Arek Tobiasz
| 22-01-2015, 00:31:24
Rossi żegna się z jednym ze swoich w "Zabójczych umysłach".
W środowym odcinku właśnie jak Rossi (Joe Mantegna) chciał się odciąć od wszystkiego na czas jego wakacji z córką Joy (Amber Stevens), Garcia (Kirsten Vangness) pojawia się z tym co jest nagłą sytuacją: Jego dawny sierżant z piechoty morskiej Scott (Meshach Taylor) umarł. "Rak kości" - mówi Rossi w klipie poniżej. "Nigdy nie powiedział ani słowa".
Odcinek, który został wyreżyserowany przez Mantegnę, składa hołd Taylorowi - długoletniemu przyjacielowi aktora - i był przygotowywany odkąd Taylor zmarł w czerwcu zeszłego roku z powodu raka jelita grubego. W rzeczywistości Taylor otrzymał swoją diagnozę po wycięciu wyrostka robaczkowego po jego pierwszym odcinku "Zabójczych umysłów" w 2012 roku, który pojawił się po tym jak asystent Mantegny, Danny Ramm zasugerował historię z bezdomnym weteranem.
"Pomyślałem sobie, najlepszym rodzajem medycyny byłoby przywrócenie go znowu do pracy i zrobienie kontynuacji tego odcinka, a więc przedstawiłem ten pomysł naszym scenarzystom, co doprowadziło do drugiego odcinka, który zrobił" - mówi Mantegna. "Przechodził przez chemioterapię, kiedy kręcił ten odcinek. Kiedy odszedł - zawsze zawsze pojawiałem się na początku sezonu, aby przedstawić moje pomysły, a tym razem miałem dwa: Rossi ma swoją od dawna zaginiona córkę, o której się dowiedzieliśmy, a drugą było to czy możemy zakończyć tę historię, postawić kropkę w tej całej rzeczy z postacią Meshacha? I tak zrobili. Będąc w stanie wyreżyserować to, to pozwoliło mi złożyć hołd mojemu najdłuższemu i najbliższemu przyjacielowi".
Mantegna i Taylor spotkali się w 1969 roku przy produkcji "Hair", co było pierwszą pracą aktorską zarówno dla nich jak i żony Mantegny. "Jestem ojcem chrzestnym jego dzieci. On jest ojcem chrzestnym moich" - mówi Mantegna o ich trwałej przyjaźni. "Wykonaliśmy nasze pierwsze zawodowe aktorskie role razem i jego ostatnia praca była w Zabójczych umysłach, co wyreżyserowałem. Byłem w stanie zakończyć jego karierę".

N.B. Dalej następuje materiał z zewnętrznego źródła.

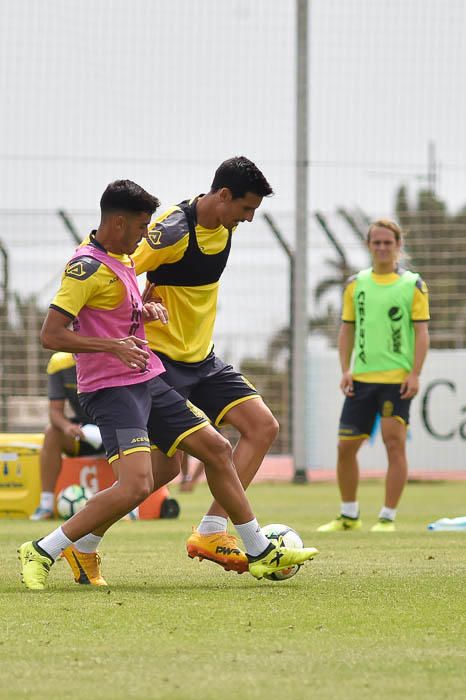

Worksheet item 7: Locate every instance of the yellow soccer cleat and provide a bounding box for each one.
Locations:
[249,538,319,579]
[371,518,396,532]
[18,542,53,591]
[186,530,249,574]
[317,515,362,532]
[62,545,108,586]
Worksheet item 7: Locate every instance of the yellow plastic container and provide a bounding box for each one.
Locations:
[0,433,44,518]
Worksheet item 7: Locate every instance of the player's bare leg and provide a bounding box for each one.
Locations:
[371,417,408,532]
[203,398,279,518]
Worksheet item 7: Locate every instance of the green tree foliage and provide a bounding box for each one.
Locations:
[396,187,466,348]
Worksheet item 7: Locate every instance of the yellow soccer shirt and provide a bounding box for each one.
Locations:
[132,200,232,362]
[50,239,131,318]
[341,272,430,384]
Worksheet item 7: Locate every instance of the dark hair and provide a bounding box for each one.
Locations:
[100,180,160,216]
[210,156,273,199]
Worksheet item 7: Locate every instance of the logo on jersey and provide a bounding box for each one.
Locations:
[388,306,403,354]
[147,228,166,249]
[65,258,100,280]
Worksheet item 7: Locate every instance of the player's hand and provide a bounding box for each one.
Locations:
[142,280,163,304]
[340,371,354,396]
[113,335,149,369]
[142,301,168,325]
[400,372,419,399]
[63,423,84,440]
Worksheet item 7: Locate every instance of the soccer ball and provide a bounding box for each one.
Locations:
[261,523,304,581]
[57,484,93,520]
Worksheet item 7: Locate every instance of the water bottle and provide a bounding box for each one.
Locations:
[427,515,466,532]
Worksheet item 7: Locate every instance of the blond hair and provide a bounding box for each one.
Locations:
[367,219,403,245]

Chociaż reżyserowanie środowego odcinka było zrozumiale trudne, Mantegna powiedział, że to było również pozytywne doświadczenie. "Miałem tą możliwość i zdolność złożyć hołd temu wspaniałemu, utalentowanemu mężczyźnie i wspaniałemu człowiekowi" - mówi. Co czyni to jeszcze bardziej szczególnym to fakt, że córka Rosiego, Joy, jest grana przez Stevens, córkę Shadoe Stevensa - kolegi Taylora z "Dave's World". "Nie miałem pojęcia, kiedy ją obsadziliśmy. Nawet nie wiedziałem, że Stevens miał dzieci. To był zupełny przypadek" - mówi Mategna. "To było prawie jakby Meshach maczał w tym palce... Po prostu czułem się bardzo pobłogosławiony, aby być w stanie zrobić to dla niego".